IMC Data Preprocessing
"Preprocess my imaging mass cytometry data" → Load MCD files, apply hot pixel removal, channel cropping, and signal normalization to prepare multiplexed images for segmentation and analysis.
- CLI:
steinbock preprocessfor automated IMC preprocessing pipeline
Load MCD Files with steinbock
# steinbock CLI workflow (Docker-based)
# Convert MCD to TIFF
steinbock preprocess imc \
--mcd raw/*.mcd \
--panel panel.csv \
-o img
# Output: img/*.tiff (one per acquisition)
Panel File Format
# panel.csv
channel,name,keep,ilastik
1,DNA1,1,1
2,CD45,1,1
3,CD3,1,0
4,CD8,1,0
5,CD4,1,0
Python-Based Loading
import readimc
import numpy as np
from pathlib import Path
# Read MCD file
mcd_file = Path('acquisition.mcd')
with readimc.MCDFile(mcd_file) as mcd:
# List acquisitions
for acquisition in mcd.acquisitions:
print(f'Acquisition: {acquisition.id}')
print(f' Channels: {len(acquisition.channel_metals)}')
print(f' Size: {acquisition.width} x {acquisition.height}')
# Load specific acquisition
acq = mcd.acquisitions[0]
img = mcd.read_acquisition(acq) # Returns (C, H, W) array
# Channel names
channel_names = acq.channel_names
Hot Pixel Removal
from scipy import ndimage
import numpy as np
def remove_hot_pixels(img, threshold=50):
'''Remove hot pixels using median filtering comparison'''
filtered = ndimage.median_filter(img, size=3)
diff = np.abs(img - filtered)
hot_pixels = diff > threshold
# Replace hot pixels with median
result = img.copy()
result[hot_pixels] = filtered[hot_pixels]
return result
# Apply to each channel
img_clean = np.stack([remove_hot_pixels(img[c]) for c in range(img.shape[0])])
Spillover Correction
Goal: Remove channel crosstalk caused by isotope impurities in IMC data so that each channel reflects only its intended metal target.
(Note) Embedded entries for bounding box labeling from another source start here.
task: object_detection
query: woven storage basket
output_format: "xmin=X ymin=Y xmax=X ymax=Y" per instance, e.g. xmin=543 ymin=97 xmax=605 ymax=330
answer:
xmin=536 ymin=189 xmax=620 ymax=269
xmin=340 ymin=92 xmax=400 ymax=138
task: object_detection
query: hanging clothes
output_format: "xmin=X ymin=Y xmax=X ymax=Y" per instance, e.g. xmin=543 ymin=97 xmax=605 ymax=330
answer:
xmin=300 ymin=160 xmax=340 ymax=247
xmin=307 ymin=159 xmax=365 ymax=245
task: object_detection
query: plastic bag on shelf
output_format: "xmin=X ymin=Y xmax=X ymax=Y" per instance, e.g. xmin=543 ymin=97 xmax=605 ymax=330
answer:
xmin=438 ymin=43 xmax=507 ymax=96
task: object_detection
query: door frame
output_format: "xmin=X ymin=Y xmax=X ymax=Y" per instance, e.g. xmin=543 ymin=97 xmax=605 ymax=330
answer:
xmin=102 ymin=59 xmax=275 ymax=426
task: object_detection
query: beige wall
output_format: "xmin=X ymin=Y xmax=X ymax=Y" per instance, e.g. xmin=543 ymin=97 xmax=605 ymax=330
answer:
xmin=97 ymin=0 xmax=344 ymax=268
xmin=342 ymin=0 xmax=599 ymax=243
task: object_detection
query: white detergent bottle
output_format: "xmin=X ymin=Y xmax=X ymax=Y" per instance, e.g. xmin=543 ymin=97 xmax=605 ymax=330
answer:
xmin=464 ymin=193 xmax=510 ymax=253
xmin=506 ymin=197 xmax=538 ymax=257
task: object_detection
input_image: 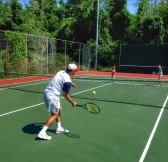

Approach: Invert the measured spillover matrix (channels x channels) and multiply each pixel's channel vector by the inverse, clipping negative values to zero.
import numpy as np
import pandas as pd
def apply_spillover_correction(img, spillover_matrix):
'''Apply spillover correction to IMC image
spillover_matrix: (n_channels, n_channels) DataFrame or array
rows = measured, cols = emitting
'''
n_channels, height, width = img.shape
# Reshape to (pixels, channels)
pixels = img.reshape(n_channels, -1).T
# Invert spillover matrix
sm = np.array(spillover_matrix)
sm_inv = np.linalg.inv(sm)
# Apply correction
corrected = pixels @ sm_inv.T
corrected = np.clip(corrected, 0, None) # No negative values
# Reshape back to image
return corrected.T.reshape(n_channels, height, width)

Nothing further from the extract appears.